Georges Ménage, un marin breton

Georges Ménage est né le 2 septembre 1921 à Saint-Brieuc. Son père, capitaine au long cours, était commandant chez d'Orbigny. Dans les années 1930, années de la crise économique, les congés étaient rares. Pour conserver son embarquement son père avait été contraint de ne revenir à la maison que tous les deux ans.
Sa mère et ses grands-parents maternels, tous deux instituteurs, veillèrent à son éducation et suivaient ses études avec attention.
En classe de troisième, il déclare à sa mère et à son grand-père, également atterrés, vouloir abandonner ses études pour être marin, et embarquer le plus tôt possible. A la fin de l'année scolaire 1936/1937 il effectue en qualité de pilotin un voyage complet Europe-Amérique du Sud sur le Pavon de l'armement d'Orbigny. A son débarquement, il n'a qu'un but, réussir le concours d'entrée à l'Ecole d'hydrographie de Paimpol.
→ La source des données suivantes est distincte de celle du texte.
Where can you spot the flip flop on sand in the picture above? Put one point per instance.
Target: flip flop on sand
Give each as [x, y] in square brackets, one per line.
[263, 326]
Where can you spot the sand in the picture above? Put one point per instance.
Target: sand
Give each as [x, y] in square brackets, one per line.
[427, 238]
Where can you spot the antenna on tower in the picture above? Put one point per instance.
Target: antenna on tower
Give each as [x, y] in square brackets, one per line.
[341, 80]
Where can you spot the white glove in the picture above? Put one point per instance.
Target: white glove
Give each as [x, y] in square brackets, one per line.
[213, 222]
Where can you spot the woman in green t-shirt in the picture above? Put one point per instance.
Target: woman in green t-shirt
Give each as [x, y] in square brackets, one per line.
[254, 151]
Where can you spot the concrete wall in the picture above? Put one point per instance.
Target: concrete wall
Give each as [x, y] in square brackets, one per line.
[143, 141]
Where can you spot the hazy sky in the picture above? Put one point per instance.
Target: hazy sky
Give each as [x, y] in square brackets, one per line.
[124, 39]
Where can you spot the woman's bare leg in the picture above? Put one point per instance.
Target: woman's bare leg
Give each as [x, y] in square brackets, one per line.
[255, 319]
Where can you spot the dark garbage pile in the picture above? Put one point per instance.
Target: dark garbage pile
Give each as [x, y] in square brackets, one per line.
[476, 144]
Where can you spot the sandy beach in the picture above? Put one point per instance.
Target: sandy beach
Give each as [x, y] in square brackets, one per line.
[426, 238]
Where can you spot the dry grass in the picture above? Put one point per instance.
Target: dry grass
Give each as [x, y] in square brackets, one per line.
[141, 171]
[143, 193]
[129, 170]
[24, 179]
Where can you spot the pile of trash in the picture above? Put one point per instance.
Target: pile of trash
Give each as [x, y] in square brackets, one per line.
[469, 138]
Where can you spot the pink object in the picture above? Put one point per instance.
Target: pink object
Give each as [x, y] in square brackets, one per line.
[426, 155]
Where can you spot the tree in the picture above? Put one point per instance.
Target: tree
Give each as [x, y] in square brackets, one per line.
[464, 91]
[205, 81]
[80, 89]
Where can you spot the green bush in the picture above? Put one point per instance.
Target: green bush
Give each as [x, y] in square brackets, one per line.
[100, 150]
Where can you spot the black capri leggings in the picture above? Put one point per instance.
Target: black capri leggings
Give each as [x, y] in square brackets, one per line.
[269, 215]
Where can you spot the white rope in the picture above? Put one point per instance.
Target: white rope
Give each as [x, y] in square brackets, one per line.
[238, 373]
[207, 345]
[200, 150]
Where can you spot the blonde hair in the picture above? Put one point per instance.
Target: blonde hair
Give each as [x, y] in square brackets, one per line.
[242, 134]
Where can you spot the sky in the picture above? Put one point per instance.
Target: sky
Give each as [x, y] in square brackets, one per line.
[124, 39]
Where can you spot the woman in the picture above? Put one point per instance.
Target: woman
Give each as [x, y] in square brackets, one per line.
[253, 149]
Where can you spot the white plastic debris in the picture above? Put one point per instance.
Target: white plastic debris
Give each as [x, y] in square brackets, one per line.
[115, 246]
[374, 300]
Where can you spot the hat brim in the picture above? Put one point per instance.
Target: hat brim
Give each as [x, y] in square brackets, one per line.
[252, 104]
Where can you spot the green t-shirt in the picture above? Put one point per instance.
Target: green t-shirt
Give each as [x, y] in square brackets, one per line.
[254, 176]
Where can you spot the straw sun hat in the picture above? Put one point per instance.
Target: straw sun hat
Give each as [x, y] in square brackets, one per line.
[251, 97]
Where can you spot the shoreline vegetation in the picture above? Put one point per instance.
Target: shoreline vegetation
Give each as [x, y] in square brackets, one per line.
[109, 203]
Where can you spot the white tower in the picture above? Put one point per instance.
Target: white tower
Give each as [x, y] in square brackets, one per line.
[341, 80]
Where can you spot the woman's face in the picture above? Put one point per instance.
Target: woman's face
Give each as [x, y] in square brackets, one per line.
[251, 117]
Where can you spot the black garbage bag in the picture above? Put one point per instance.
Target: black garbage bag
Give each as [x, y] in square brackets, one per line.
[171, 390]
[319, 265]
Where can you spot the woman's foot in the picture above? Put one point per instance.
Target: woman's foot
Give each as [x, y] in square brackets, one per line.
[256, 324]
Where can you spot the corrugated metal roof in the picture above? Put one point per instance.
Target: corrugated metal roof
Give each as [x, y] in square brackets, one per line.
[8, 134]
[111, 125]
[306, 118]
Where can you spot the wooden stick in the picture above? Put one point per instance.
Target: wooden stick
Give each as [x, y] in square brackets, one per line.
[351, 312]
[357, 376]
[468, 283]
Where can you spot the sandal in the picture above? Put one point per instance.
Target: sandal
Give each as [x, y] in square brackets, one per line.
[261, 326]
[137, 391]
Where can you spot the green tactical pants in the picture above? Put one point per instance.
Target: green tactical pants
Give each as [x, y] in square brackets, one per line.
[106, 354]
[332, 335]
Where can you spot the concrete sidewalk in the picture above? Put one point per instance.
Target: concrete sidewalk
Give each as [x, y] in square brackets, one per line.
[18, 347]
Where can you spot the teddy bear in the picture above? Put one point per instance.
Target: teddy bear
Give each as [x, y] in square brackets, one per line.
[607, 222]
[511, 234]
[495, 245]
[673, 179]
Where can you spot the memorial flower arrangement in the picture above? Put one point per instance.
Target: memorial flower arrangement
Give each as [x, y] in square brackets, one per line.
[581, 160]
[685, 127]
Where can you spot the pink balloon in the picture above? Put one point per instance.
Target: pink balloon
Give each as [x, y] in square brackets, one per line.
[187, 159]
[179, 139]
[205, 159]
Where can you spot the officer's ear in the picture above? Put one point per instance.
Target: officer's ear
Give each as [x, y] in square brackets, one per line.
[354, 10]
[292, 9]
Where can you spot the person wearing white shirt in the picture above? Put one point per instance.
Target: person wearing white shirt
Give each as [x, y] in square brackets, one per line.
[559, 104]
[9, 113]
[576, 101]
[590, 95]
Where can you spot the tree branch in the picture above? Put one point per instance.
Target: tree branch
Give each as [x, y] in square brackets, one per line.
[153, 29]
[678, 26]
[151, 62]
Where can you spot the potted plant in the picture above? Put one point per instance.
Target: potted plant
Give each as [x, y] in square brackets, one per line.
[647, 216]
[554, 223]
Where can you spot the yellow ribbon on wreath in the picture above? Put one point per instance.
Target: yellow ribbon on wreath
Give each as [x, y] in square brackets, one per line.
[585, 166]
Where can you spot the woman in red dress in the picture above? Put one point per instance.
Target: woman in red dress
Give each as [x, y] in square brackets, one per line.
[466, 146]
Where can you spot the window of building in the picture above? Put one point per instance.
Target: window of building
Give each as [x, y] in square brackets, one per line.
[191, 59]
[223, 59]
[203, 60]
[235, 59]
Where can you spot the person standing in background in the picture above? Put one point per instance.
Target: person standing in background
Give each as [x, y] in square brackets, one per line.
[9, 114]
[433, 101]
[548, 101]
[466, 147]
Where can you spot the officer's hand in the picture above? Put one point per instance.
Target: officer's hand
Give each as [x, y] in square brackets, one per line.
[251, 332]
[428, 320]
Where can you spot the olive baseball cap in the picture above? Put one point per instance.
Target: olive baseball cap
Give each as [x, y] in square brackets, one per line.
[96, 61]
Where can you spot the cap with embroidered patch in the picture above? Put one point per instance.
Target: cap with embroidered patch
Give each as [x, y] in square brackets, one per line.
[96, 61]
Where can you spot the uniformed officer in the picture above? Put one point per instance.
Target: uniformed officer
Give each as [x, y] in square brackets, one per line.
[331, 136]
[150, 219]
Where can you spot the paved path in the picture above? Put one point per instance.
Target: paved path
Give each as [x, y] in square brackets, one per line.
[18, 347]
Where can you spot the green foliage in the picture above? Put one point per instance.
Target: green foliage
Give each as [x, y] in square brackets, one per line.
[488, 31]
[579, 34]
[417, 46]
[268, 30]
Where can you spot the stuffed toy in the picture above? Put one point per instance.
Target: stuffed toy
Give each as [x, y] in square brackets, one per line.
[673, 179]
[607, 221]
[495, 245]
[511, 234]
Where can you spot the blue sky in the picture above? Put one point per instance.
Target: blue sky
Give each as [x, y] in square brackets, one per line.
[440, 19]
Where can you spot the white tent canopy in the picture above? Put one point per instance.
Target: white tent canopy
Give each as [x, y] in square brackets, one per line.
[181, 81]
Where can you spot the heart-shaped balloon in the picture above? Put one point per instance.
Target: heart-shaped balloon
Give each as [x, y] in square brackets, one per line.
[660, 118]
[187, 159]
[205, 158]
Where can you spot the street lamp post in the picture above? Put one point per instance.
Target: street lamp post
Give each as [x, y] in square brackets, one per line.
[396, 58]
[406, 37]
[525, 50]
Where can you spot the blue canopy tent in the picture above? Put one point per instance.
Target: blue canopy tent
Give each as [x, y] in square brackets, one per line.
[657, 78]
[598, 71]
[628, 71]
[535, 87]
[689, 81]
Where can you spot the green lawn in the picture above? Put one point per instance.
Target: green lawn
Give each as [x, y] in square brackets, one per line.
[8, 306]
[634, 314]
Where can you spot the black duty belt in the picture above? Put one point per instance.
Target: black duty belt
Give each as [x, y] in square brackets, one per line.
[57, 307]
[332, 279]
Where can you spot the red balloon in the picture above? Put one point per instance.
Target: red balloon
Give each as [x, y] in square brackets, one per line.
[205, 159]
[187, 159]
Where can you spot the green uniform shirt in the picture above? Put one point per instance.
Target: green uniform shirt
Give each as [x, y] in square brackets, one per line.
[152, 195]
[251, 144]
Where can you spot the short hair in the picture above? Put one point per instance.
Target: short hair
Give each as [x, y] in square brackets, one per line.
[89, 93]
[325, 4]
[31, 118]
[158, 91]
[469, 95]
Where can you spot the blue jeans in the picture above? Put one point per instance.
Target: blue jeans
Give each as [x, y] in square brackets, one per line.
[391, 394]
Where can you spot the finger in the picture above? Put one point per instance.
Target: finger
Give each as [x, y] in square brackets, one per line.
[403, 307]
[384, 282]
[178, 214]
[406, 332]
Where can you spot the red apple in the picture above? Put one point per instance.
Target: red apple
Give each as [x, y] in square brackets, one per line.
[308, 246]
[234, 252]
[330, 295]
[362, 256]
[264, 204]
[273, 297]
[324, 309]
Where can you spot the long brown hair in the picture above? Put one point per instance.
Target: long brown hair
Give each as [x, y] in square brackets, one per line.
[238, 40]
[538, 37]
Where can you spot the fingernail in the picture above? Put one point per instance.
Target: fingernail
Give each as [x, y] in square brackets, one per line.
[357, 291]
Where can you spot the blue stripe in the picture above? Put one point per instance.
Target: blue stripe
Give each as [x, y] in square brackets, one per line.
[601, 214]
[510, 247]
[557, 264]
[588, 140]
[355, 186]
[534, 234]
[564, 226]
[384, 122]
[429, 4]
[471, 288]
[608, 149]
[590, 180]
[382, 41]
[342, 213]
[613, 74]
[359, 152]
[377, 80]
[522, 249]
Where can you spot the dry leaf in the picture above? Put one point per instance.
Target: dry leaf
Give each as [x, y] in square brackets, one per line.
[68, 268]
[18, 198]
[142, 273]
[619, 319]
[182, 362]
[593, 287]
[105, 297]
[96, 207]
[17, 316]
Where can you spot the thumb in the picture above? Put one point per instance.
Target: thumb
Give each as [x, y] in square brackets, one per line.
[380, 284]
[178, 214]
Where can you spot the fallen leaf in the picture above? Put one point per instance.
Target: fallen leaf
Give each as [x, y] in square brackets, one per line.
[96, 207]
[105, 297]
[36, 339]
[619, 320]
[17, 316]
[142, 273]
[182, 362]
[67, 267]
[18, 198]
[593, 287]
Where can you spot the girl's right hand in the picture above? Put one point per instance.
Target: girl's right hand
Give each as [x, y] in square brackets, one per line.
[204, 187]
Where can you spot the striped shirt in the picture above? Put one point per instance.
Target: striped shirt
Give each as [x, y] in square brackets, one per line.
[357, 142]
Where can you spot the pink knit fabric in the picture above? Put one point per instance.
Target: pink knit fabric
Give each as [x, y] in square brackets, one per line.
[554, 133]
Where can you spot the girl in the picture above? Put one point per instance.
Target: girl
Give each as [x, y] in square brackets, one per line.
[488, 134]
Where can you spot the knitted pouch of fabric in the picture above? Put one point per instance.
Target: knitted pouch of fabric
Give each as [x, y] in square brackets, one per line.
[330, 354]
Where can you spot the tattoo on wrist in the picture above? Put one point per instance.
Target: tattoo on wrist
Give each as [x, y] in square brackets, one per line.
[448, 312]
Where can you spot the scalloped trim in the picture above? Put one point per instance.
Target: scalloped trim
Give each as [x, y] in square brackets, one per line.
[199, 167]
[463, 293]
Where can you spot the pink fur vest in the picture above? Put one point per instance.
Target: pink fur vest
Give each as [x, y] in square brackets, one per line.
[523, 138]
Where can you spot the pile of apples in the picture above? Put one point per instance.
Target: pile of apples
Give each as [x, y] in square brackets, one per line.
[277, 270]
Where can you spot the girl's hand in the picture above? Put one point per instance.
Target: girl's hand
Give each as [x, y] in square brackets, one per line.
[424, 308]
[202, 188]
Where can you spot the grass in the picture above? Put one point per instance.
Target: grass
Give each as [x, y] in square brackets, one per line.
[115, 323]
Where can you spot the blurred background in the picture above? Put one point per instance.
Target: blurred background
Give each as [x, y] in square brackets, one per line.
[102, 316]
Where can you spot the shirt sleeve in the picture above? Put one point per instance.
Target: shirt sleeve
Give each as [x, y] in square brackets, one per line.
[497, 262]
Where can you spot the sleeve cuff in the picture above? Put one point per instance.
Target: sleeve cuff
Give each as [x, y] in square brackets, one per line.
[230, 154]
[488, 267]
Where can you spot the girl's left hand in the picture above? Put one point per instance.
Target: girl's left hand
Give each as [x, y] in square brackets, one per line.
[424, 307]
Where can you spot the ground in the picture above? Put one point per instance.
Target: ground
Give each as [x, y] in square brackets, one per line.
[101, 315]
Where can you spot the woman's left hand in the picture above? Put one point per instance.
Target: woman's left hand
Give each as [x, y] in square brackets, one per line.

Reçu en juin 1939 à son baccalauréat avec mention «Assez bien», il prépare l'examen d'entrée à Paimpol qu'il réussit en septembre. Le 3 septembre, la France déclarait la guerre à l'Allemagne.
 

François Flohic, lui aussi

François Flohic raconte qu'en 1945, revenant dans sa famille à Paimpol après plus de quatre ans d'absence, il fut interpellé en gare de Guingamp où il attendait une correspondance, par un bon Breton au fort accent, en ces termes : «Te zou Brezonnec», ce qui lui fit un plaisir immense.
Né le 2 août 1920 à Ploubazlanec, breton issu de plusieurs générations contraintes de chercher sur mer les moyens de leur subsistance, François Flohic, dont l'enfance avait été marquée par la forte personnalité de son grand-oncle Edouard, ancien capitaine des Bordes, avait toujours décidé d'être capitaine au long cours. Sa mère, « femme de marin, femme de chagrin », rappelait-elle, n'aimait pas du tout ce qui l'orientait vers la mer. Néanmoins, elle encourageait son fils à poursuivre ses études, contrairement à l'avis de son père, qui avait débuté sur les bancs de Terre-Neuve à l'âge de quatorze ans et estimait qu'il était temps que son fils gagnât sa vie.
En septembre 1939, il réussit à se faire inscrire au cours d'élèves-officiers de l'Ecole de navigation maritime de Paimpol.

L'Ecole de Paimpol

L'Ecole d'hydrographie de Paimpol était depuis plusieurs années dirigée, plus que fermement, par le professeur en chef d'hydrographie Charles Pacé célèbre par sa personnalité et la qualité de son enseignement.
Georges Ménage évoque le souvenir de concours de calculs nautiques avec quelques studieux camarades, afin d'obtenir les automatismes et la célérité indispensables au succès à l'examen de sortie. Tous les calculs devaient s'effectuer à l'aide des tables de Friocourt en un temps maximum donné.
Bien qu'ils fussent un peu désorientés par l'atmosphère délétère de la drôle de guerre de l'hiver 39-40, marquée par l'outrance des slogans «la route du fer est coupée» ou «nous vaincrons parce que nous sommes les plus forts», Pacé avait réussi à convaincre ses étudiants de poursuivre leurs études au lieu de s'engager comme certains, dont François Flohic, en avaient manifesté le désir, arguant qu'ils seraient plus utiles à la patrie que de partir comme simples marins. Mais le 13 mai, la «drôle de guerre» est finie, les Allemands franchissent la Meuse et leur offensive se développe. Des flots de réfugiés arrivent de plus en plus nombreux en Bretagne. De «potaches attardés» qu'ils étaient restés, les élèves de l'Ecole prennent conscience du danger.
 
Les examens de fin d'année avaient été fixés aux 17 et 18 juin 1940. Le 17 juin, ils se passent normalement. Le 18 juin, ils seront suspendus.
Le même 17 juin, Georges Ménage en compagnie de quelques camarades, dont François Flohic, écoute le message aux Français du maréchal Pétain. Atterrés, ils refusent l'emprise des Allemands et décident de passer en Angleterre pour continuer la lutte avec les Anglais. Mais comment ? Et les examens ? Et la famille ?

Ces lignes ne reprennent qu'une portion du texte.